Of the total 2,264 internees, 865 were exchanged for Americans held in Japan during the war. Fewer than 100 -- citizens of Latin American countries or married to citizens -- were allowed by those countries to return home. Nakasone's family was sent to war-devastated Japan, where they had nothing.

Julie Small, co-chairwoman of the Campaign for Justice: Redress Now for Japanese Latin Americans, estimated that 1,200 of the internees are still alive or survived by heirs. Her organization has found 500 of them in Japan, 100 in Latin America, and 50 in the United States.

The 1988 law provided reparation for Japanese Americans but excluded the "illegal aliens." It expires in August, leaving little time for the others to seek redress, and Small said the settlement was the best they believed they could get. Some may sue independently or seek new legislation, Small said.

Many in Washington know that excluding the Japanese Latin Americans was morally wrong, Small said. But she believes a new law addressing them will be difficult because of setting precedents for other groups that may seek reparations.

Small, the internees and historians describe an event fraught with illegality in what Attorney General Janet Reno last week called "a tragic chapter in the history of our nation."

Foreseeing conflict with Japan, the FBI started blacklisting Japanese Latin Americans in the late 1930s. Thirteen countries agreed to allow the United States to take their Japanese residents. Most came from Peru, which received $29 million from the United States, Small said.

Elsa Kudo said her father's name appeared on a list published in a newspaper on Christmas Eve 1941. The Japanese, many of whom ran prosperous businesses, had their phones cut, drivers licenses confiscated, bank accounts frozen, and daily receipts taken except for small food allowances.

In January 1944, the fathers of Elsa and Eigo Kudo were jailed. Then they vanished. Families later found out they were sent to the Panama Canal Zone, where they spent three months in prison on their way to the United States.

Latin American countries were told not to give the Japanese visas. When they entered the United States, their passports and other documents were confiscated, and they were stamped illegal aliens.

The families of the Kudos followed on ships in March and July 1944. They ended up in a camp in Crystal City, Texas, where they stayed for two and one-half years.

"We were prisoners," said Eigo Kudo, 64. "There were guards with machine guns."

After the war, Peru refused to allow them to return. The United States wanted to deport the families to Japan, but about 300 of the internees refused to go to a place where they had little connection and no future, the Kudos said. Eventually the families ended up in a factory in New Jersey that needed workers and agreed to sponsor them.

"Almost all the Peruvians wanted to go back," Elsa Kudo said. "We had an idyllic life."

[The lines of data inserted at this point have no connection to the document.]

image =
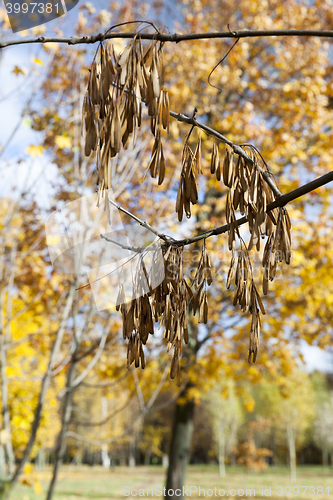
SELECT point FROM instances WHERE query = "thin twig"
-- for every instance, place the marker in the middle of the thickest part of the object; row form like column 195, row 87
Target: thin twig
column 142, row 223
column 279, row 202
column 236, row 149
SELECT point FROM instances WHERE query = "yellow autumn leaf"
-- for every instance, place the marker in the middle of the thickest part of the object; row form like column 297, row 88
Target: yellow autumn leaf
column 34, row 151
column 37, row 487
column 63, row 142
column 19, row 71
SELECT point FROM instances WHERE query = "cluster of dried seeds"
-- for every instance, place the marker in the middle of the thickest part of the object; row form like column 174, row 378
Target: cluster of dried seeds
column 202, row 279
column 188, row 189
column 167, row 303
column 112, row 112
column 112, row 107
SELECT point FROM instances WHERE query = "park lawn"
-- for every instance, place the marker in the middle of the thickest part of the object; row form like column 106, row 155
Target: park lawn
column 83, row 483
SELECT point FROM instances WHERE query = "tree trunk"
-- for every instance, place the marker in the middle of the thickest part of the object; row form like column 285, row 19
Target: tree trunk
column 67, row 411
column 182, row 431
column 222, row 449
column 45, row 384
column 325, row 457
column 292, row 454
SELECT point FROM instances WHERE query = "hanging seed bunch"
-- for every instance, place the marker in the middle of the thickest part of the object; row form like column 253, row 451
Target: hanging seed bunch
column 250, row 194
column 188, row 188
column 112, row 109
column 247, row 296
column 277, row 248
column 202, row 279
column 167, row 303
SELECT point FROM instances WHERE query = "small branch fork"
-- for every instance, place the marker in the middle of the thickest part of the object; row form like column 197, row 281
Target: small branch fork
column 281, row 201
column 175, row 38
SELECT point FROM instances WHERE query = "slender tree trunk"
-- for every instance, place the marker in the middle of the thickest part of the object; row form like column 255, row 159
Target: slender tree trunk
column 67, row 411
column 222, row 449
column 45, row 384
column 180, row 447
column 325, row 457
column 292, row 454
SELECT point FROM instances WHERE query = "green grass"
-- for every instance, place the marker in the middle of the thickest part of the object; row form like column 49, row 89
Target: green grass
column 83, row 483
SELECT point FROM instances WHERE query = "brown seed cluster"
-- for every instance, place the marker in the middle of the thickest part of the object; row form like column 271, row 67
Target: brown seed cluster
column 188, row 189
column 112, row 113
column 167, row 304
column 250, row 194
column 112, row 107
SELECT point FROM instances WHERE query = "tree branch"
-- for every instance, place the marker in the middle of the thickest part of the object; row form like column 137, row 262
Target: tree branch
column 280, row 202
column 236, row 149
column 175, row 38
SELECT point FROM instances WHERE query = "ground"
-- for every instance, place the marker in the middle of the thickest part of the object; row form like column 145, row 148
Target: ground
column 83, row 483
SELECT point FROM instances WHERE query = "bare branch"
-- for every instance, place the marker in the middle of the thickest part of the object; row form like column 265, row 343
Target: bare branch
column 175, row 38
column 142, row 223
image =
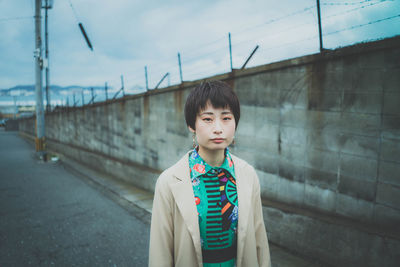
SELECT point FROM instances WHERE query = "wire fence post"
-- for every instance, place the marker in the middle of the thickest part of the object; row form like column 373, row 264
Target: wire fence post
column 105, row 88
column 145, row 74
column 83, row 98
column 321, row 47
column 248, row 59
column 162, row 79
column 180, row 66
column 230, row 50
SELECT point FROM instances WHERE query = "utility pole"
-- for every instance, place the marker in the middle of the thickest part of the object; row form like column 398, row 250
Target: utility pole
column 230, row 50
column 105, row 89
column 47, row 5
column 40, row 127
column 145, row 74
column 180, row 67
column 321, row 47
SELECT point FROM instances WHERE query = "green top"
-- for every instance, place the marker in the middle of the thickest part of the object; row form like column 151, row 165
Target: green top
column 217, row 206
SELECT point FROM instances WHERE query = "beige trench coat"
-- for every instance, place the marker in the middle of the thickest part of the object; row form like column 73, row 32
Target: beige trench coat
column 175, row 234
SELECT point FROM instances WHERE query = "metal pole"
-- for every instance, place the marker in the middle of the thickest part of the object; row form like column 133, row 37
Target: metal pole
column 248, row 59
column 15, row 107
column 180, row 66
column 46, row 44
column 230, row 50
column 145, row 74
column 321, row 47
column 91, row 89
column 40, row 127
column 122, row 85
column 162, row 79
column 105, row 88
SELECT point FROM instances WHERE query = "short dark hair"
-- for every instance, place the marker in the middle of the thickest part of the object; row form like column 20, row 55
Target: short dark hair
column 220, row 94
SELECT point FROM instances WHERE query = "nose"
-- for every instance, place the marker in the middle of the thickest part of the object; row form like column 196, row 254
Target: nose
column 217, row 127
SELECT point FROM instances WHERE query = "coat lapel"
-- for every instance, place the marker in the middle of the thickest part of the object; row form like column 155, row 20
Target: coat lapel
column 244, row 202
column 183, row 193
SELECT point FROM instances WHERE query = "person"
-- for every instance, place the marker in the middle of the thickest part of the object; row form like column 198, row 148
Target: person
column 207, row 208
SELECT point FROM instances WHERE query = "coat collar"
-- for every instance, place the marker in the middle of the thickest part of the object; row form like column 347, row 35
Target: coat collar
column 183, row 193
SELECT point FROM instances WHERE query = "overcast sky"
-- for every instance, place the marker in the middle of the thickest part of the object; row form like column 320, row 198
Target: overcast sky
column 130, row 34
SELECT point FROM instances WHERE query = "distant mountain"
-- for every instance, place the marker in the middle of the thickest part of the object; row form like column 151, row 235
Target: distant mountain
column 29, row 90
column 55, row 89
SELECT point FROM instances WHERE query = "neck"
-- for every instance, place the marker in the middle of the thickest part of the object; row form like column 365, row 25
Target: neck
column 213, row 158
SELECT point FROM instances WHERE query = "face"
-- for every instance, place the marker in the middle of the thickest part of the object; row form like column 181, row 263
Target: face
column 215, row 128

She said the "illegal alien" stamp has haunted their lives since then. It restricted her parents to low-paying jobs without benefits until they became citizens. Her mother was forced to clean latrines, a job most Japanese would have found shameful.

But her father believed "as long as we do honest work, we need not be ashamed."

Her family moved to Chicago, where Higashide used his architectural education to renovate old buildings and resell them.

Elsa Kudo also grew to love the nation that had caused so much suffering to her family. She still has difficulty believing that such "a great country" would not give the Japanese Latin Americans what she considers just compensation.

"I still hope," Elsa Kudo said, "that the government will come through."